When we discussed Mr. P before, we talked, rather blithely, about being able to build up a tally of the number of voters of particular types residing in each constituency. Those types depend on the particular model that we use, but for modelling vote choice, we might want to build a tally of all voters of (1) a particular gender, belonging to (2) a particular age-group, in (3) either rented or owned accommodation, working in (4) either the private or the public sector; who are (5) married or single; and who have a (6) particular type of education, and (7) a particular type of social grade (AB, C1, C2, or DE).
That’s quite detailed information. For eminently sensible reasons, the census authorities do not generally release such detailed information at the constituency level. You can get some cross-tabs (ideally from Nomisweb) — you can find out, say, the number of people with a particular educational attainment for each gender and age-group. And you can get oodles and oodles of univariate statistics — raw counts of people according to type of housing tenure; raw counts of people according to type of employment, that kind of thing. But any information which is sufficiently detailed for our post-stratification stage is also going to be sufficiently detailed to risk compromising the anonymity of the census.
So in order to get the detailed breakdowns by constituency that we need, we need to rely on some special census data release — the Sample of Anonymised Records. This is a sample of records from the census, with information on all of the questions that the census asks about. It’s been anonymised in clever ways — some of the data has had some random noise added to it, not enough to ruin anyone’s results, but enough to prevent jigsaw identification.
Using this sample — which, at one hundred thousand records, is a pretty huge sample by anyone’s reckoning — we can get information on the relationship between the different variables which feature in our voter types. We can see that, say, people working in the public sector tend to be slightly more likely to have a university degree than people working in the private sector. So we can create a table for the whole country, with all the information we need about the relationships between these variables.
In order to turn that information into information at the level of the constituency, we do something called `raking’, also known by its Sunday name of `iterative proportional fitting’. We start by assuming that everyone in the constituency has the same probability of landing up in any one of our types, and we gradually chip bits of, and shape this table, until it starts looking more like the relationships we know are there (i.e., the Sample of Anonymised Records). It’s a bit like taking a block of marble and chipping bits off until a beautiful sculpture comes forth.
This raking procedure manages to recover information quite well — we know that it works well at recovering information in the limited cases where the census cross-tabs are available for two or three variables. It means that we can answer quite detailed questions.

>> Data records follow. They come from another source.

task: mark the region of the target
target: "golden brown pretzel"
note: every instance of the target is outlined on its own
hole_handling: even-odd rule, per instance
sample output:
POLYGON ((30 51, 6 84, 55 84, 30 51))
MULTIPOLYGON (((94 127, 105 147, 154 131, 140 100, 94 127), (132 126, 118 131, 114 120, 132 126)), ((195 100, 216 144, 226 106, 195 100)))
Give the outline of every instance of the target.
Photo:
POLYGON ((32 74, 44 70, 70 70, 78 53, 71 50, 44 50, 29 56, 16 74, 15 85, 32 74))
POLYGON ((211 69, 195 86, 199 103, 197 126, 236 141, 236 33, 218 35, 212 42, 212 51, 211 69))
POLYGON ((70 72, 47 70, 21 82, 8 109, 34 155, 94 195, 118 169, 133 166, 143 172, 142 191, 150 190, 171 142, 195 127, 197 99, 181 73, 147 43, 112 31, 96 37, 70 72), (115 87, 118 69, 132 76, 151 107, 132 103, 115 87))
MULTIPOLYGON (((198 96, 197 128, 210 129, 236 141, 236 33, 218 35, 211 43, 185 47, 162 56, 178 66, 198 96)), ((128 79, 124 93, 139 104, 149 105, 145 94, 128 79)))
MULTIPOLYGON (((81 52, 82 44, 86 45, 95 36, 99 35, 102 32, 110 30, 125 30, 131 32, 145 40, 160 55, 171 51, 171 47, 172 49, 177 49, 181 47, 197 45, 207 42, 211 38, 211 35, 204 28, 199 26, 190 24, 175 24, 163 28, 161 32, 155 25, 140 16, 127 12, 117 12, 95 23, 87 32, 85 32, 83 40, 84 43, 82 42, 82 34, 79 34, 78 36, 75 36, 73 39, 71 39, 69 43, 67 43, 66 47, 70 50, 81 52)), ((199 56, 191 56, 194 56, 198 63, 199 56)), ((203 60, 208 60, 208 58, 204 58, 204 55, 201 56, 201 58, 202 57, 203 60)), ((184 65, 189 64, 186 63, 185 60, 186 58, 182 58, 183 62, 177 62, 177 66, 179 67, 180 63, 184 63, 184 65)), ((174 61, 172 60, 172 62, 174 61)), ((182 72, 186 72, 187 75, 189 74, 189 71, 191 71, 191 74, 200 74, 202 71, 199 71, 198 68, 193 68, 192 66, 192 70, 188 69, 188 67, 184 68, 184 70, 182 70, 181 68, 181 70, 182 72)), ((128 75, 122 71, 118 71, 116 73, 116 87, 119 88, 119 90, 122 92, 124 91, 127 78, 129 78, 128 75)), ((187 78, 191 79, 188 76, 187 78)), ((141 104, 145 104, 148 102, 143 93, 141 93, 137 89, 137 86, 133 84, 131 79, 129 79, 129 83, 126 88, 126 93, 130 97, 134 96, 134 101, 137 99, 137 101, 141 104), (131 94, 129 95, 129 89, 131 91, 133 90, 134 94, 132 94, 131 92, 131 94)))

If, inspired by the Beyonce song, we wished to identify all the single ladies (all the single ladies) in a particular age-group, in a particular constituency of the UK, we could do (and in fact you’ll see that map plotted below: click to embiggen).
Or, conversely, if we wanted to identify the constituencies with the lowest number of males in employment, we could do that to — though perhaps ignoring some obvious problems.
All this is going to be very useful — indeed, essential — for our post-stratification stage.